Anwar ha già subito diversi processi. È stato arrestato nel luglio del 2008 dopo la vittoria elettorale nella circoscrizione di Permatang Pauh, che gli aveva consentito di ottenere un seggio in Parlamento e il ruolo di leader indiscusso dell’opposizione malese. Anche quel procedimento era apparso pieno di contraddizioni: al punto che Amnesty International e Human Rights Watch Asia si erano subito schierati con Anwar.
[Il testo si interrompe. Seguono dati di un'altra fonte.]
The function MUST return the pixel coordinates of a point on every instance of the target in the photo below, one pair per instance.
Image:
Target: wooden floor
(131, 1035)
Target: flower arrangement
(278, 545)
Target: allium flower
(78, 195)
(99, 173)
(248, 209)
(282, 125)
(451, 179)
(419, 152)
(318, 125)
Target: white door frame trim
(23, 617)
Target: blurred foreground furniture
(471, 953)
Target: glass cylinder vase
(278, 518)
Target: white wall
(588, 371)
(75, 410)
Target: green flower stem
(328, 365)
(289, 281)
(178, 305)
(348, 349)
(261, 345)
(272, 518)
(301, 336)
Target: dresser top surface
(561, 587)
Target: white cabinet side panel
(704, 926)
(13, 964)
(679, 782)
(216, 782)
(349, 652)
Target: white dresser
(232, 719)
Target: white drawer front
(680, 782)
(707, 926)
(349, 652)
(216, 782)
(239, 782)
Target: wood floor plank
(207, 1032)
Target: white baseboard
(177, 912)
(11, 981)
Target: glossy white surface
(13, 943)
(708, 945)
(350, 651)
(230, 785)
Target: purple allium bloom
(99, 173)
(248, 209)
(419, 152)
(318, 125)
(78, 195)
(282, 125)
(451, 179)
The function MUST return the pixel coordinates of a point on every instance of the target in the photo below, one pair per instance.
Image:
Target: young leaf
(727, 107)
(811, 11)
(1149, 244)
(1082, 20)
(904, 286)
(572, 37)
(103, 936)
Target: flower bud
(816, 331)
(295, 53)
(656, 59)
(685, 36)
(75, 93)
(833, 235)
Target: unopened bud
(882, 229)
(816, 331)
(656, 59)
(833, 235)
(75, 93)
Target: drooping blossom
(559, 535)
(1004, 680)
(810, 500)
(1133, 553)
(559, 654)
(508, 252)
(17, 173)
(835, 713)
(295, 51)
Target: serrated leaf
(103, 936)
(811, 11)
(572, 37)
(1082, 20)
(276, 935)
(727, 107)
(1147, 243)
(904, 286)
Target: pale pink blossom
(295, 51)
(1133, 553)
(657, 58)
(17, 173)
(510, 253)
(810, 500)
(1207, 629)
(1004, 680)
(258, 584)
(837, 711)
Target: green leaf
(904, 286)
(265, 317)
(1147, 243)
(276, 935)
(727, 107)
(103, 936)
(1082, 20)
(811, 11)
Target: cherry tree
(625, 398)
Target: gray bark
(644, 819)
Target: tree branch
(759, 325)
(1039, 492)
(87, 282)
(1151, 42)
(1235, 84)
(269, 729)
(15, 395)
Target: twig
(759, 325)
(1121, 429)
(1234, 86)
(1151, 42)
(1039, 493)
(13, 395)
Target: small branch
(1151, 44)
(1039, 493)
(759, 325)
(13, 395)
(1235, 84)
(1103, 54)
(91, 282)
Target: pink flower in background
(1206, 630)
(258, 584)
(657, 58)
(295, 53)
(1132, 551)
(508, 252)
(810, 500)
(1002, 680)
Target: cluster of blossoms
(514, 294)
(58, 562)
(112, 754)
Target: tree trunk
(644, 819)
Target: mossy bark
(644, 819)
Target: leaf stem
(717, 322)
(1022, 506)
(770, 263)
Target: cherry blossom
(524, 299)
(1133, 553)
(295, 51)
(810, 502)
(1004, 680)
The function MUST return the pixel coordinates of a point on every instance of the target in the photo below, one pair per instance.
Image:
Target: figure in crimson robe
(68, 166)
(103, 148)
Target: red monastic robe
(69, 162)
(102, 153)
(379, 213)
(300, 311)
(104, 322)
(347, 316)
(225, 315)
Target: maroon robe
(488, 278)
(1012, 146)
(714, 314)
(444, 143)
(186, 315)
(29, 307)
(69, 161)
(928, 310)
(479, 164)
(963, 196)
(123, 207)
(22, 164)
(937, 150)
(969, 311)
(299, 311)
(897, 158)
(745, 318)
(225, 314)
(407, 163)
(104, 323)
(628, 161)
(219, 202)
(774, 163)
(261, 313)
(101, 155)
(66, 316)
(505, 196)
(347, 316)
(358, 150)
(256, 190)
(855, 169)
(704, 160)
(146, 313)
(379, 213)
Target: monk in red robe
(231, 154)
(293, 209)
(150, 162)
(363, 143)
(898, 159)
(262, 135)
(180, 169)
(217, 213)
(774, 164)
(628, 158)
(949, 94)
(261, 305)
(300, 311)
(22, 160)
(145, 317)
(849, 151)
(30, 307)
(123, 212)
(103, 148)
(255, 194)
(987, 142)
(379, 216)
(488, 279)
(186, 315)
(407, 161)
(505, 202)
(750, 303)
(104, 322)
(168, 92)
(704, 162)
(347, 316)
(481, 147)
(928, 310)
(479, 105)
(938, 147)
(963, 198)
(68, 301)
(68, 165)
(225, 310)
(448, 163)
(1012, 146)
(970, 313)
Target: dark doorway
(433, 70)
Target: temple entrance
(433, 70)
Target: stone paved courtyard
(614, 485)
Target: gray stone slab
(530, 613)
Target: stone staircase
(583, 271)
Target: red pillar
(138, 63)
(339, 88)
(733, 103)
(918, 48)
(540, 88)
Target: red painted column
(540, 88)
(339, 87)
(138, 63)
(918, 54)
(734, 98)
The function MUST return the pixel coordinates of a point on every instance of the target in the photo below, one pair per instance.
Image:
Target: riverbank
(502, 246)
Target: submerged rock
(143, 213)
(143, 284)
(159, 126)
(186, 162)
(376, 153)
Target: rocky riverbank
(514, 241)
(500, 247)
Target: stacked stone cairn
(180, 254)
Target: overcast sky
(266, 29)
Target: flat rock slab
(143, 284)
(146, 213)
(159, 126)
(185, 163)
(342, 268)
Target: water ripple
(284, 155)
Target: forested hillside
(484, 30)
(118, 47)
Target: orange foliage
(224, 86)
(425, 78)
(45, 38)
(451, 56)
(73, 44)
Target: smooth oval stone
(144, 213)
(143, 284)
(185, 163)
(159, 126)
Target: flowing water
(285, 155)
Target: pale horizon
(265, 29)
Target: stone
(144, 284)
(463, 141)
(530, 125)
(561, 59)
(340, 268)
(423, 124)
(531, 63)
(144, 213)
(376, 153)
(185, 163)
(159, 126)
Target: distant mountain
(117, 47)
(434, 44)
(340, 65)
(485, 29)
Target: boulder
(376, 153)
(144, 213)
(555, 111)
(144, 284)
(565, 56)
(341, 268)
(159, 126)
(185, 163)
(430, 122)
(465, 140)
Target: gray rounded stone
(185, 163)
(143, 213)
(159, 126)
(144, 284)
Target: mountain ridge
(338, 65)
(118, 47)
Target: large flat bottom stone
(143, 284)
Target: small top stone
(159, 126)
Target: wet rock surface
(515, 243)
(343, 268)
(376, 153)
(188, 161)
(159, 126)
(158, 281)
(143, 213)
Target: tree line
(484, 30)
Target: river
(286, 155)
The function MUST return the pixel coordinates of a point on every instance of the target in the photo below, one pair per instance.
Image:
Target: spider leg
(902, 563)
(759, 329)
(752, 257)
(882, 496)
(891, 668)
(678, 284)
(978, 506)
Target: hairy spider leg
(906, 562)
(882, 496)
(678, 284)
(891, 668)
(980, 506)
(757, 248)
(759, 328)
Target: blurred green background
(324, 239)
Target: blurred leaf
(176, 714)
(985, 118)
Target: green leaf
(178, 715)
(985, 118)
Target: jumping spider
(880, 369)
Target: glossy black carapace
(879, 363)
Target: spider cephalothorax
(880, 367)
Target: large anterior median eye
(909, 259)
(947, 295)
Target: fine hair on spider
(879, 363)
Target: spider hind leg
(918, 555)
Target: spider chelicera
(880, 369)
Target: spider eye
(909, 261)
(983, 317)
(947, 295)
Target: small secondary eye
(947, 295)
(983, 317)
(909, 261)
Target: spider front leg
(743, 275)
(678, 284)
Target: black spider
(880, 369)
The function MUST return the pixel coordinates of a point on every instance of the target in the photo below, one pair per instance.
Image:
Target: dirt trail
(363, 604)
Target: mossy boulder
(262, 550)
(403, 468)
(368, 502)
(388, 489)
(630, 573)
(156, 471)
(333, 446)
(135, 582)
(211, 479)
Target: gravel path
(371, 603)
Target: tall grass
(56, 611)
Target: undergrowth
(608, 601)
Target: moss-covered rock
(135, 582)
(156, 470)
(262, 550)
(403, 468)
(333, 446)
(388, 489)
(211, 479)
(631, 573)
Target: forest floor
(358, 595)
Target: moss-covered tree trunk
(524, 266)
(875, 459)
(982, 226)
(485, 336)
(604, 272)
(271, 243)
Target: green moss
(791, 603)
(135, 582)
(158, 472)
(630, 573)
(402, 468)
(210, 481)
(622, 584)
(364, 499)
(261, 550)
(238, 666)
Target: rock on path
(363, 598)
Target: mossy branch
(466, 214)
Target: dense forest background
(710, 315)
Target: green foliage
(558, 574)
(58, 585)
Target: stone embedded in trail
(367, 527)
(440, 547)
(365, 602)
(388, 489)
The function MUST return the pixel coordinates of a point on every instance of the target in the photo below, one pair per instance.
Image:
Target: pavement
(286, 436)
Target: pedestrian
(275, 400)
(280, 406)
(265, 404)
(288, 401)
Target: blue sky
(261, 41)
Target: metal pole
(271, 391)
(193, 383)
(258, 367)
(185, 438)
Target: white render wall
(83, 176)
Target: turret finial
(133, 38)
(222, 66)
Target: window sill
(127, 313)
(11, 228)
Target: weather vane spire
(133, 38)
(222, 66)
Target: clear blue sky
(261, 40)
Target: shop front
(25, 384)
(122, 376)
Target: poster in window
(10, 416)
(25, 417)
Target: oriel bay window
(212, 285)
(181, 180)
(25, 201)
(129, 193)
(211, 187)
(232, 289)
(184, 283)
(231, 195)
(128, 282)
Anche il Dipartimento di Stato americano aveva detto che il processo contro Anwar suscitava molte preoccupazioni. Anwar era stato poi condannato per corruzione e per sodomia “nei confronti” dell’autista di sua moglie nel 1998. Dopo aver passato sei anni in carcere, le accuse si rivelarono infondate e Anwar, nel 2004, tornò ad essere libero. Ora Anwar sostiene che le persone che hanno condotto il suo ultimo processo sono proprio le stesse che nel 1988 nascosero per anni le prove che avrebbero potuto dimostrare immediatamente la sua innocenza.